Published online by Cambridge University Press: 22 September 2009
Introduction
During the last two decades there has been a global trend of management reforms in the public sector and of attempting to scale down the public sector with privatisation and contracting out of public service production. Most countries have experienced fiscal pressure and imbalance, and have had the additional motivation for reform that public sector production is assumed inefficient. Government failure has substituted for market failure as the main concern. The reforms aim at overcoming the monopoly producer model and the associated agency problems in public institutions.
The analysis of productivity and costs in public service production must be based on an understanding of the decision problems of governments. We will use the principal-agent model as a framework and two aspects are important. The first concerns the principal, basically the electorate, but represented in various forms in political institutions. Collective decisions represent a challenge of preference aggregation, and characteristics of the political structure have been shown to influence the outcome.
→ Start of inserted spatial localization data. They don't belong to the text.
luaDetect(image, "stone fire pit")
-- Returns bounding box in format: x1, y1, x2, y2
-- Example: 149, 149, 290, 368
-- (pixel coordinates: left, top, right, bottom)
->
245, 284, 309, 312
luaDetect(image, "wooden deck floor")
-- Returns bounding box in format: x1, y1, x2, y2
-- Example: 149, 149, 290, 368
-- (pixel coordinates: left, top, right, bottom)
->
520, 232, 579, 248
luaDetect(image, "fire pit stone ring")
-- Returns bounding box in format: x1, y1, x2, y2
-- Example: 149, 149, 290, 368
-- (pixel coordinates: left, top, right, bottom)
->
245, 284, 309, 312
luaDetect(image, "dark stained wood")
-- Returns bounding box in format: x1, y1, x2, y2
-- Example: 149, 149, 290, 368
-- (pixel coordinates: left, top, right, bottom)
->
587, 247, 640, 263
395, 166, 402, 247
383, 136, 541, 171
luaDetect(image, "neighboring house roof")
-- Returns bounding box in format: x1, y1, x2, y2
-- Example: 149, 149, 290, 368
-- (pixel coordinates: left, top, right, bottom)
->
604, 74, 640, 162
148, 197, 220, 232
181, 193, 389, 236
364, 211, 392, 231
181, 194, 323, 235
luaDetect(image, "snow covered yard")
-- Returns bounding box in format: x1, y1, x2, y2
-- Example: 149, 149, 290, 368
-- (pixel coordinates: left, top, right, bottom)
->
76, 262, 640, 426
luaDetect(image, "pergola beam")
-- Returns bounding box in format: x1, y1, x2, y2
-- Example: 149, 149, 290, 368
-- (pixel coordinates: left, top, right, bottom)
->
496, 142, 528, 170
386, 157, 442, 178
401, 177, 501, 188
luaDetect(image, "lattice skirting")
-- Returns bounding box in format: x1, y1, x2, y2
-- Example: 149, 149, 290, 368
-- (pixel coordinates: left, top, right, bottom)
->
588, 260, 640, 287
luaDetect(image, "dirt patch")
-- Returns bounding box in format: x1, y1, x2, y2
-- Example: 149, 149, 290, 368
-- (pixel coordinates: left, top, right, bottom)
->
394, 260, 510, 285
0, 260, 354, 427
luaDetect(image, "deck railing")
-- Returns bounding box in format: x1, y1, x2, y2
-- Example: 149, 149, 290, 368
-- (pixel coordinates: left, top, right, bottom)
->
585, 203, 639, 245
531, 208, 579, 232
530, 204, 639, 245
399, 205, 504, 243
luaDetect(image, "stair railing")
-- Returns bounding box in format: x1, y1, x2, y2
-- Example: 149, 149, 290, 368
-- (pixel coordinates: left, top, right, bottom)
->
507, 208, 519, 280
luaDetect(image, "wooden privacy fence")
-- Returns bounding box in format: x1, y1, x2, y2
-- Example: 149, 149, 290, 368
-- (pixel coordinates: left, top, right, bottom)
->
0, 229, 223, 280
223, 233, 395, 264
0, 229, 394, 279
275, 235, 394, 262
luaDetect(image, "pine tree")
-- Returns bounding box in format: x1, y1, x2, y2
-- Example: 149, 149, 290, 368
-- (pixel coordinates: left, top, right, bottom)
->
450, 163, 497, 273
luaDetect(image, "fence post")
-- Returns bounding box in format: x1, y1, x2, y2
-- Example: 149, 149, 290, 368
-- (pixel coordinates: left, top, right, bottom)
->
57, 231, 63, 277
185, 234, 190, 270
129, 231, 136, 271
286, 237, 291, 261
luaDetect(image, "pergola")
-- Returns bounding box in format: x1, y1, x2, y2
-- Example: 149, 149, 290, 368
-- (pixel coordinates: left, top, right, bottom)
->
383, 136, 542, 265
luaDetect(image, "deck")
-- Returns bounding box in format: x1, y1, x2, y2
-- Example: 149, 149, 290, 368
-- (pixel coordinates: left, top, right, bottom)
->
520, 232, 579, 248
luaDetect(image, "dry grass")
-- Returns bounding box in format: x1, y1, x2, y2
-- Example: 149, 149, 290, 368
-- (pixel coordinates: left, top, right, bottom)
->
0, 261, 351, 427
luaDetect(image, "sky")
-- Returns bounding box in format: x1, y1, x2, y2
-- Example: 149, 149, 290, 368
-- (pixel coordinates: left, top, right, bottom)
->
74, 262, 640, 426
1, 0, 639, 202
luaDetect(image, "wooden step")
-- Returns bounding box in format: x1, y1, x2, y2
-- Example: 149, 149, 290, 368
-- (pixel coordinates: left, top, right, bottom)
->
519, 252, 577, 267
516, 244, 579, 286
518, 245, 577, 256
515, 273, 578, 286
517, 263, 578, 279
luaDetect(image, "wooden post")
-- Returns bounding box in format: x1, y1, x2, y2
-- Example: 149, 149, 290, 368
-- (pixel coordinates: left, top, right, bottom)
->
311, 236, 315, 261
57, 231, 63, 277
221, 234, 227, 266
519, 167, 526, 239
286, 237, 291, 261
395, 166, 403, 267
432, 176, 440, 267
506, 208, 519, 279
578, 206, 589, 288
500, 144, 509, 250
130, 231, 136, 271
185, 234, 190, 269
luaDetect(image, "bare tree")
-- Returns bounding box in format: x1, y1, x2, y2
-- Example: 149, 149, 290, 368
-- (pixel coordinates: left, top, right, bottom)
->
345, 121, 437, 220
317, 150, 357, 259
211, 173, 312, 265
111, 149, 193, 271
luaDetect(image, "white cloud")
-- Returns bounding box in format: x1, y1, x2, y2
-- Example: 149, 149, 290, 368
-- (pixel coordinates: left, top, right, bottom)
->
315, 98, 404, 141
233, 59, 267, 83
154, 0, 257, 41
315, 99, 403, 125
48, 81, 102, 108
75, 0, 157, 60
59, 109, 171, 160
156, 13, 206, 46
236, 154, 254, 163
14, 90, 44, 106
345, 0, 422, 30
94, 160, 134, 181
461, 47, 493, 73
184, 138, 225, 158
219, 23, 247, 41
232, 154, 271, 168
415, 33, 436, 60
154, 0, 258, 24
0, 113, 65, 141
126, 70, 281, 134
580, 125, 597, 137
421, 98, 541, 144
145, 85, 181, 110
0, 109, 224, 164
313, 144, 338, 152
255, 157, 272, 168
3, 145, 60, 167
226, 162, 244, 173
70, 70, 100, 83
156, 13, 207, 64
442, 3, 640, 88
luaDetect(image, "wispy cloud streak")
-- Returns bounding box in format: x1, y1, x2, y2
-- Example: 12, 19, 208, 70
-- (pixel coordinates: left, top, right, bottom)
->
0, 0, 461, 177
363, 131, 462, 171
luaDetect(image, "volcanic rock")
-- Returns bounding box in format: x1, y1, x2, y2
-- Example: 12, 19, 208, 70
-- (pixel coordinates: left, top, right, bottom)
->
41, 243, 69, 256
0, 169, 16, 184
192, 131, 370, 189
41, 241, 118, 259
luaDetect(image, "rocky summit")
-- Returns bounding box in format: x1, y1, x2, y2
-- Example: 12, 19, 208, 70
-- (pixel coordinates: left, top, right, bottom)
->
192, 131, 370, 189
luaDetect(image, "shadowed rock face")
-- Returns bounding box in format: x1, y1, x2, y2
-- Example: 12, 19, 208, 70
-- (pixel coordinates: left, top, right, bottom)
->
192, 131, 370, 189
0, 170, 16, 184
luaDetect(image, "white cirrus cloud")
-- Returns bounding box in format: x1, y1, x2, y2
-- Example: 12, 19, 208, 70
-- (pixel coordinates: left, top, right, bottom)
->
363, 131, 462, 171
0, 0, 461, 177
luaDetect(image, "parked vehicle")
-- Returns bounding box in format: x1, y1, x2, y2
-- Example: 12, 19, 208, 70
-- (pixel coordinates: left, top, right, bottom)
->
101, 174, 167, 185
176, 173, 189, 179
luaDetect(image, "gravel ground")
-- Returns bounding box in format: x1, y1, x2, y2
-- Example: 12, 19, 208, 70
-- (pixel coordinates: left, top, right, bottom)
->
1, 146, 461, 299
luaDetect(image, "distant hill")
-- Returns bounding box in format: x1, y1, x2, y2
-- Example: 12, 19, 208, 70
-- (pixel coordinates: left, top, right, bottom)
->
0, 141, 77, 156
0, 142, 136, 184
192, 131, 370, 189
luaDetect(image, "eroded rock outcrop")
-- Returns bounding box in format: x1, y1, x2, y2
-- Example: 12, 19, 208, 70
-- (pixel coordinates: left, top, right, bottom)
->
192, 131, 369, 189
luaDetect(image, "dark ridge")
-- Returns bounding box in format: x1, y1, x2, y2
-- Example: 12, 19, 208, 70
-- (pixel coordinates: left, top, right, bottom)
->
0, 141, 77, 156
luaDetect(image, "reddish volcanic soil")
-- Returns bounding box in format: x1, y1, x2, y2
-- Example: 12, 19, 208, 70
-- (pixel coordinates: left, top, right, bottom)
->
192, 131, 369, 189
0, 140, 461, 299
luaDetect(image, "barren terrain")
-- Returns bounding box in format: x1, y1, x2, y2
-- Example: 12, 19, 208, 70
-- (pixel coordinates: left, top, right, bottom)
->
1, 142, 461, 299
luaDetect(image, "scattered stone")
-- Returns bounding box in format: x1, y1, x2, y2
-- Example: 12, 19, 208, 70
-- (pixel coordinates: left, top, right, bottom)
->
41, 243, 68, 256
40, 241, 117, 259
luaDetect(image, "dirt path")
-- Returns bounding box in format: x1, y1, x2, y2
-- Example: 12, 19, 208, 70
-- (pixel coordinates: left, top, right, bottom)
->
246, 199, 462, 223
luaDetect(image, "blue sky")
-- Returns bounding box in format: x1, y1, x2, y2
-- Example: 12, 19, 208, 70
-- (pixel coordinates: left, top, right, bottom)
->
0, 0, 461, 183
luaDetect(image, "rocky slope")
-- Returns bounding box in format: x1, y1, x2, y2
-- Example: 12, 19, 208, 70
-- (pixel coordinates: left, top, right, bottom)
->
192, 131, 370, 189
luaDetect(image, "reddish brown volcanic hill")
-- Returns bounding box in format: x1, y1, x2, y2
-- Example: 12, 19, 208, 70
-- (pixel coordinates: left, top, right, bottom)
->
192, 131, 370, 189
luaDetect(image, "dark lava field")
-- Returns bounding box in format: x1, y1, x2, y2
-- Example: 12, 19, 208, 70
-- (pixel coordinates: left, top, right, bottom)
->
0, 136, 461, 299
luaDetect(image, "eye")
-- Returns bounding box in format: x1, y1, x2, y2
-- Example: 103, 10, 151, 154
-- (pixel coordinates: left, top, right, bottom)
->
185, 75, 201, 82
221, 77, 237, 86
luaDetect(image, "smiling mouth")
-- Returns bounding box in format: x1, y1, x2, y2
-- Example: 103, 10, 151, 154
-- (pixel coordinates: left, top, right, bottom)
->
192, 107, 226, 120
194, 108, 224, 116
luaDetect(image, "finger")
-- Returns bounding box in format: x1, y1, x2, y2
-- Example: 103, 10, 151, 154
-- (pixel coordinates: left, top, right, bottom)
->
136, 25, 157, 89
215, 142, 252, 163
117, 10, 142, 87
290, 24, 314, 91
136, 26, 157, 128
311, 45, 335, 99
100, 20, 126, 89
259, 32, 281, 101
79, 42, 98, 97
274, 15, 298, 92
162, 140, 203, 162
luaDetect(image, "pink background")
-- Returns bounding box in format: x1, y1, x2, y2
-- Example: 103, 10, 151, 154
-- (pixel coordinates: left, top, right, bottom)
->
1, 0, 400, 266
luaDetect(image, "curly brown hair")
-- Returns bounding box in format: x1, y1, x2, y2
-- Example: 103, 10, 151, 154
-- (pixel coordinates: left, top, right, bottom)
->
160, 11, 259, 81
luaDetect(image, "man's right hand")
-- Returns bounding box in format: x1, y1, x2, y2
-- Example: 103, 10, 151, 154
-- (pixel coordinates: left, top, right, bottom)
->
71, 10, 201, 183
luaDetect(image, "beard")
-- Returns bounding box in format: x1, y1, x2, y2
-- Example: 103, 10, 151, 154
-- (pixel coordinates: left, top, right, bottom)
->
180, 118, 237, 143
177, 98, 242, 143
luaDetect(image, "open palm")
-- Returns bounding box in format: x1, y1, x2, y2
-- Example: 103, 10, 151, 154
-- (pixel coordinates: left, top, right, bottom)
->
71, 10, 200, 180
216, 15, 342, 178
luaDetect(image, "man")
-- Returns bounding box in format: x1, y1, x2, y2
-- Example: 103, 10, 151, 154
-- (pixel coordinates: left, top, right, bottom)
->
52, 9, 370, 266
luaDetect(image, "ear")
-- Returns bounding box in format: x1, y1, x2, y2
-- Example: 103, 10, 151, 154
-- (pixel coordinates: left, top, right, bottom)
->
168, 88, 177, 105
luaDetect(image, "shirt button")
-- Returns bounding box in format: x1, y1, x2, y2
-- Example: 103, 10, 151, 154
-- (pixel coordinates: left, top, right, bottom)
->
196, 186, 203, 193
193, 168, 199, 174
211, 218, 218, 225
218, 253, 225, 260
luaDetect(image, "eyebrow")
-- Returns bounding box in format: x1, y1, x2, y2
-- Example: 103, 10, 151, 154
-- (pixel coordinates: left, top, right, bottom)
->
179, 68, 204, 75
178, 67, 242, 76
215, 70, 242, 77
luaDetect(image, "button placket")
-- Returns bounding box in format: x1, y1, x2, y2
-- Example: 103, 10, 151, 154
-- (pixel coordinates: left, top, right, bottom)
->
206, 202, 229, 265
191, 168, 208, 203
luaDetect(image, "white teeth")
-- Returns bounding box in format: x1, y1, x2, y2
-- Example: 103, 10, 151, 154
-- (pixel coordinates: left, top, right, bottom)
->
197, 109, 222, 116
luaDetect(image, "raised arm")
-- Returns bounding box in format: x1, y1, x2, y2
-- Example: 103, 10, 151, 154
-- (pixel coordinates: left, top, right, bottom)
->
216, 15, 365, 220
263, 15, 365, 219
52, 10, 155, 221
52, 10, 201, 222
The problem is worsened in situations when public spending is separated from financing, the typical case with free or subsidised public services. The ‘common pool’ problem is discussed in the introduction by Torben Andersen and Per Molander, and the challenges of political decision-making are left out here.
This chapter addresses the second aspect: incentives for the agency, the actual provider of the services. When production is delegated to government agencies, well-known agency problems arise because of conflicting interests and limited information.